We begin from the authorizationWasSuccessful:
method. This method is called after a new access token is successfully obtained or an existing token is still valid. So, we are ready to proceed with the API call. This one is pretty simple as we just ask for the user profile and there is no data to post.
-(void)authorizationWasSuccessful{ [_googleOAuth callAPI:@"https://www.googleapis.com/oauth2/v1/userinfo" withHttpMethod:httpMethod_GET postParameterNames:nil postParameterValues:nil]; }
Continue with the accessTokenWasRevoked:
method. We will simply show an alert view to the user and we will empty the arrays and the table contents.
-(void)accessTokenWasRevoked{ UIAlertView *alert = [[UIAlertView alloc] initWithTitle:@"" message:@"Your access was revoked!" delegate:self cancelButtonTitle:nil otherButtonTitles:@"OK", nil]; [alert show]; [_arrProfileInfo removeAllObjects]; [_arrProfileInfoLabel removeAllObjects]; [_table reloadData]; }
For the error handling methods we will simply log the error messages and that's all. Here are both of them:
-(void)errorOccuredWithShortDescription:(NSString *)errorShortDescription andErrorDetails:(NSString *)errorDetails{ NSLog(@"%@", errorShortDescription); NSLog(@"%@", errorDetails); } -(void)errorInResponseWithBody:(NSString *)errorMessage{ NSLog(@"%@", errorMessage); }
Finally, the most important delegate method, in which we'll get the Google response with the user profile information and we'll fill our arrays. We check if the family_name field exists in the JSON response to be sure that the user profile info exists in the response.

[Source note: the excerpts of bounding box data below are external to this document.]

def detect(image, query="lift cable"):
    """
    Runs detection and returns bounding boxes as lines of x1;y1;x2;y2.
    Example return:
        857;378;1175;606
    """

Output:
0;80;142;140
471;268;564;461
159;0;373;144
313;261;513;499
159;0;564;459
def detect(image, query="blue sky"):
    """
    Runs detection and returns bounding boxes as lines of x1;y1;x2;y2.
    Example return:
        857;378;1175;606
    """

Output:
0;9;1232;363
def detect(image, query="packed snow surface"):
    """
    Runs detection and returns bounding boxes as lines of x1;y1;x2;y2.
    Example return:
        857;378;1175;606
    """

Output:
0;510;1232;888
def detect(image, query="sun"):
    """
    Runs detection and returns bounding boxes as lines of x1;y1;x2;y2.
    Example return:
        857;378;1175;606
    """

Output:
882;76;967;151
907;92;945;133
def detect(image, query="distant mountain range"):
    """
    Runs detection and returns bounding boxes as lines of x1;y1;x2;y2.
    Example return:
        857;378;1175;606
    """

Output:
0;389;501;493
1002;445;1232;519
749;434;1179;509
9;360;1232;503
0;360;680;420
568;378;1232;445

-(void)responseFromServiceWasReceived:(NSString *)responseJSONAsString andResponseJSONAsData:(NSData *)responseJSONAsData{ if ([responseJSONAsString rangeOfString:@"family_name"].location != NSNotFound) { NSError *error; NSMutableDictionary *dictionary = [NSJSONSerialization JSONObjectWithData:responseJSONAsData options:NSJSONReadingMutableContainers error:&error]; if (error) { NSLog(@"An error occured while converting JSON data to dictionary."); return; } else{ if (_arrProfileInfoLabel != nil) { _arrProfileInfoLabel = nil; _arrProfileInfo = nil; _arrProfileInfo = [[NSMutableArray alloc] init]; } _arrProfileInfoLabel = [[NSMutableArray alloc] initWithArray:[dictionary allKeys] copyItems:YES]; for (int i=0; i<[_arrProfileInfoLabel count]; i++) { [_arrProfileInfo addObject:[dictionary objectForKey:[_arrProfileInfoLabel objectAtIndex:i]]]; } [_table reloadData]; } } }
Now we're ready. Let's try it out!
18. OAuth 2.0 in Action
Run the project and let the iPhone Simulator appear. Initially, the table view is empty, as no data exists. Click on the My Profile button and enter your credentials to sign into your Google account. In the next window, allow the app to access your profile information and proceed. Once you get back to the table view, you'll see your personal data appear on-screen!

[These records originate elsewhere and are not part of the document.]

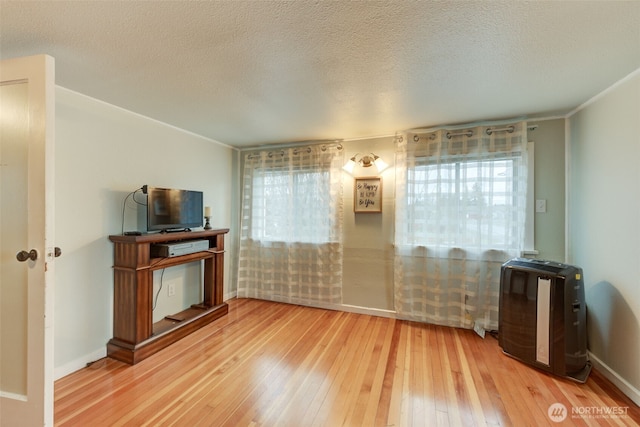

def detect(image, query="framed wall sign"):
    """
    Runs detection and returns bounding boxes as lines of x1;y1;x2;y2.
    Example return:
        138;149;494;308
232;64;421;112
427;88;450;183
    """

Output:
353;177;382;213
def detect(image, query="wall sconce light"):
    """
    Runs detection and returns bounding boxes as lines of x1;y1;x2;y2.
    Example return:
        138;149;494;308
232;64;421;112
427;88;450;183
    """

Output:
342;153;389;174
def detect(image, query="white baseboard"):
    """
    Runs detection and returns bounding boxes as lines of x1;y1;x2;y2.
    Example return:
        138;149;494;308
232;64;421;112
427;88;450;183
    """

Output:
222;291;238;301
53;346;107;381
589;352;640;406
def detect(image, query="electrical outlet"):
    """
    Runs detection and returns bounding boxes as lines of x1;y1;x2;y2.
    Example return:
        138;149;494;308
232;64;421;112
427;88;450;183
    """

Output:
167;282;176;297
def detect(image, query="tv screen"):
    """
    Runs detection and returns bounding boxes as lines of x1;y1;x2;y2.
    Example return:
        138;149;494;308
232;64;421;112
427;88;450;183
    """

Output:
147;187;203;231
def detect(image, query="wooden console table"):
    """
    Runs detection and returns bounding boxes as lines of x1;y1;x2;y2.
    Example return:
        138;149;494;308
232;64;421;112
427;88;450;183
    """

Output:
107;228;229;365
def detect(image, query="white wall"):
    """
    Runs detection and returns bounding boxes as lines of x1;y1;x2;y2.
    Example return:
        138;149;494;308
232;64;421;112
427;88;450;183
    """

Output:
569;70;640;404
54;87;237;378
238;119;565;316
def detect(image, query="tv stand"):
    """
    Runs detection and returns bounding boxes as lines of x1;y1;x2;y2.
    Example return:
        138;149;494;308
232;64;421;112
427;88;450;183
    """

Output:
107;228;229;365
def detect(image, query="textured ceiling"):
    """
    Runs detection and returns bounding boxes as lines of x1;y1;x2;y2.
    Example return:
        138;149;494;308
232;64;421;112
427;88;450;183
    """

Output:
0;0;640;147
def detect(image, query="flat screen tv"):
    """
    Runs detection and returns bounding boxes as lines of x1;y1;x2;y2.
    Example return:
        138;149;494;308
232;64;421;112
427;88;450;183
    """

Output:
143;186;203;232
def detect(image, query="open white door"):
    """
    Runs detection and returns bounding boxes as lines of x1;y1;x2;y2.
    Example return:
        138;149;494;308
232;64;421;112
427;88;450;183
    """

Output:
0;55;59;427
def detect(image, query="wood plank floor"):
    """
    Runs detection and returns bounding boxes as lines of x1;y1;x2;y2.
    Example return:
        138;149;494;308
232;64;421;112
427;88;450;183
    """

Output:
55;299;640;426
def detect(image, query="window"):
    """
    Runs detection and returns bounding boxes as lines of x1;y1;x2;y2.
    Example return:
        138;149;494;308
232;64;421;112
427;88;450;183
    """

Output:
404;156;521;249
251;168;332;243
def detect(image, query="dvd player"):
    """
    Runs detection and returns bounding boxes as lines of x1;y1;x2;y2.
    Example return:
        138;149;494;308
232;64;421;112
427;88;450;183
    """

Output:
151;240;209;258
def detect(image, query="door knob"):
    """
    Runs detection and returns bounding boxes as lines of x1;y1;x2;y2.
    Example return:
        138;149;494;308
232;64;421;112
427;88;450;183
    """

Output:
16;249;38;262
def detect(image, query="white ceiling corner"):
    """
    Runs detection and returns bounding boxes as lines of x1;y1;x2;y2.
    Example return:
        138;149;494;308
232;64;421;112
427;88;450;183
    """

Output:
0;0;640;147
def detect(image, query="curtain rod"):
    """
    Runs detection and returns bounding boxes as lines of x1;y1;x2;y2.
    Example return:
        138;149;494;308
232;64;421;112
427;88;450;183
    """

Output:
247;140;343;160
410;125;538;142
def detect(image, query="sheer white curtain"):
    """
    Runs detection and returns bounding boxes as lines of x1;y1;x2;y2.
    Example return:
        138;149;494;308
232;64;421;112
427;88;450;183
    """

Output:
394;122;527;329
238;146;343;305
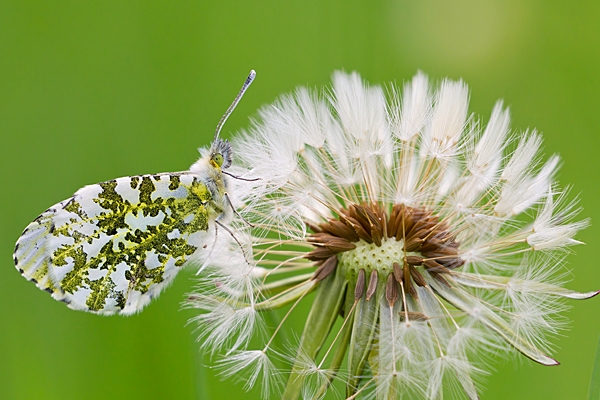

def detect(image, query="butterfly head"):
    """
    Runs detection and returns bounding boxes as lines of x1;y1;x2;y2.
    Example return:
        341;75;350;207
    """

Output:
210;138;233;169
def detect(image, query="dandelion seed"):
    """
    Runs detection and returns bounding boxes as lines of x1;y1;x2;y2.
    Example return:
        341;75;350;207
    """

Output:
188;73;598;399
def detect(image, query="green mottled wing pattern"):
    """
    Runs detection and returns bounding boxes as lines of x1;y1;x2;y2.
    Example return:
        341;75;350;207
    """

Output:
14;173;218;314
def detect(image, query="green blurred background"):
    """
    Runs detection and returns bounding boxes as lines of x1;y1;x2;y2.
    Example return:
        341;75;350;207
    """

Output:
0;0;600;400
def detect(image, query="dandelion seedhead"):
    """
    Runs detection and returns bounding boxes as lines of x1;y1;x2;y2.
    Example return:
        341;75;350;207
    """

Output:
188;72;598;399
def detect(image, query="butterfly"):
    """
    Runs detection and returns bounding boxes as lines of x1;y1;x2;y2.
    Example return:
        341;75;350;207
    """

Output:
13;70;256;315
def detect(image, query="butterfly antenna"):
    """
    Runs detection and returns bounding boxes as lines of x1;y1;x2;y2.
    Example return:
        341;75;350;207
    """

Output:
213;70;256;141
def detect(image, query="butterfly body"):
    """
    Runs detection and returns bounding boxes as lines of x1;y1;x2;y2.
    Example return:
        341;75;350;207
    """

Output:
13;71;255;315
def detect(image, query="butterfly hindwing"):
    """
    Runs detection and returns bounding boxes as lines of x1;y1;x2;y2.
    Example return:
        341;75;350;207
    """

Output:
14;173;215;314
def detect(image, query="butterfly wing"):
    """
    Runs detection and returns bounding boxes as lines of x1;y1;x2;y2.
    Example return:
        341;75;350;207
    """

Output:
14;173;216;314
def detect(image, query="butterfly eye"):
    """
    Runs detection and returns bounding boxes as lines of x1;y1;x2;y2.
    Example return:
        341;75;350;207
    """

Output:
212;153;223;167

Stop running the app and start over again. Click again on the My Profile button and notice that no credentials will be asked for this time. Instead, your personal info is being retrieved and will be shown in the table view.
Next, try to revoke your access and then go to your profile once again. This time, you'll be asked for permissions once more.
Conclusion
Through this tutorial we managed to see how the OAuth 2.0 protocol actually works. A simple, but also fully working custom class has been implemented, which consists of a reusable tool. Hopefully this tool is useful for every programmer's toolkit who wants to explore and use the services that Google provides. Of course, new features and functionalities can be added at any time, and you are most welcome to improve it or change it as you wish.
In this tutorial, I tried to cover every aspect required to implement Google services with OAuth 2.0. In a future lesson, we will use this class in a real-world example while working with Google calendar. Until then, play around and get a great taste of the OAuth 2.0 protocol philosophy!